I'm trying to calculate this type of calculation:
arr = np.arange(4)
# array([0, 1, 2, 3])
arr_t =arr.reshape((-1,1))
# array([[0],
# [1],
# [2],
# [3]])
mult_arr = np.multiply(arr,arr_t) # <<< the multiplication
# array([[0, 0, 0, 0],
# [0, 1, 2, 3],
# [0, 2, 4, 6],
# [0, 3, 6, 9]])
to eventually perform it in a bigger matrix index of single row, and to sum all the matrices that are reproduced by the calculation:
arr = np.random.random((600,150))
arr_t =arr.reshape((-1,arr.shape[1],1))
mult = np.multiply(arr[:,None],arr_t)
summed = np.sum(mult,axis=0)
summed
Till now its all pure awesomeness, the problem starts when I try to covert on a bigger dataset, for example this array instead :
arr = np.random.random((6000,1500))
I get the following error - MemoryError: Unable to allocate 101. GiB for an array with shape (6000, 1500, 1500) and data type float64
which make sense, but my question is:
can I get around this anyhow without being forced to use loops that slow down the process entirely ??
my question is mainly about performance and solution that require long running tasks more then 30 secs is not an option.

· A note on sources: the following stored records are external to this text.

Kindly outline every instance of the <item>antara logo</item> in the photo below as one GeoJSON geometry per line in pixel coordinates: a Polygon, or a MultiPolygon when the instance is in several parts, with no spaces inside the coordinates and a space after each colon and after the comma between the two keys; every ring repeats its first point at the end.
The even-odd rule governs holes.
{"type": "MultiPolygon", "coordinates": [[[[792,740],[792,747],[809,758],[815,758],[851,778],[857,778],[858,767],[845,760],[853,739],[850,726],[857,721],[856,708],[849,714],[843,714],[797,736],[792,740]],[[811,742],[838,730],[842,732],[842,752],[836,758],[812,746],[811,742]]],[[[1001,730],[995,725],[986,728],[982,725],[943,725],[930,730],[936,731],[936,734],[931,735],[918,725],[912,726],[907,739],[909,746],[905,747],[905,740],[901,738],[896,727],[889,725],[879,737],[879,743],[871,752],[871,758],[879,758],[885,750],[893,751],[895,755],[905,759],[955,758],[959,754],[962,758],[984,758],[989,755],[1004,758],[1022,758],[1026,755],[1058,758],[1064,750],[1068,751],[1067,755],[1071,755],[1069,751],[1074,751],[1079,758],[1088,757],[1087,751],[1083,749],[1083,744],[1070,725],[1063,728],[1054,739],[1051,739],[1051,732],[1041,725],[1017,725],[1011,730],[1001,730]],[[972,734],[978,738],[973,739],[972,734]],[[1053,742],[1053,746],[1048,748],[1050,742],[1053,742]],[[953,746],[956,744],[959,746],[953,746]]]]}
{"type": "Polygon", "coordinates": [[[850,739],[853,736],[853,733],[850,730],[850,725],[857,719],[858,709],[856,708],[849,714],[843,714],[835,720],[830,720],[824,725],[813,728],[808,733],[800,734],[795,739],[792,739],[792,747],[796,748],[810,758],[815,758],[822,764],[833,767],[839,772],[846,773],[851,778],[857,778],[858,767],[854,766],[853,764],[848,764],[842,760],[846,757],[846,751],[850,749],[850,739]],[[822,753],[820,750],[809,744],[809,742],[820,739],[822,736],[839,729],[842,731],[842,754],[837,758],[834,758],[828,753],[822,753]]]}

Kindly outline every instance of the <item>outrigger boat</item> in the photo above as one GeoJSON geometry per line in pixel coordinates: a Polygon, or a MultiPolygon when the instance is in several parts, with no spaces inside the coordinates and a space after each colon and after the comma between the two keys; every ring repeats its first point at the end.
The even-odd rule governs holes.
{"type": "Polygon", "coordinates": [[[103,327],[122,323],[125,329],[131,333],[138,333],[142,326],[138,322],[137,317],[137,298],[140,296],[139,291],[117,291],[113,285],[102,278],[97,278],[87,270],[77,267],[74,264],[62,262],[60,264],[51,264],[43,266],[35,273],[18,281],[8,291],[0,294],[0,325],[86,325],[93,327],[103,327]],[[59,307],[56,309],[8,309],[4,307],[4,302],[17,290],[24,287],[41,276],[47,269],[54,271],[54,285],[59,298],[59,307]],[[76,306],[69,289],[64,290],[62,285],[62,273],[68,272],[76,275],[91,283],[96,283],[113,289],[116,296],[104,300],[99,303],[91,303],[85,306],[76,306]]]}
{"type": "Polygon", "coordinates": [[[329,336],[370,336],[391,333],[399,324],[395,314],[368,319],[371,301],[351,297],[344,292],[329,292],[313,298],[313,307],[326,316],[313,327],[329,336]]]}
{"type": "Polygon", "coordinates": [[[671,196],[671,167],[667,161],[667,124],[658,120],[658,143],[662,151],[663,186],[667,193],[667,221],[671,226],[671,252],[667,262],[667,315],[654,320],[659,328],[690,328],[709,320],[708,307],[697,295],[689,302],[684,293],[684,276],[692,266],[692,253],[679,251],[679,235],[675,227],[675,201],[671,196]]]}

CodePudding user response:
Looks like you are simply trying to perform a dot product:
arr.T@arr
or
arr.T.dot(arr)
checking this is what you want
arr = np.random.random((600,150))
arr_t =arr.reshape((-1,arr.shape[1],1))
mult = np.multiply(arr[:,None],arr_t)
summed = np.sum(mult,axis=0)
np.allclose((arr.T@arr), summed)
# True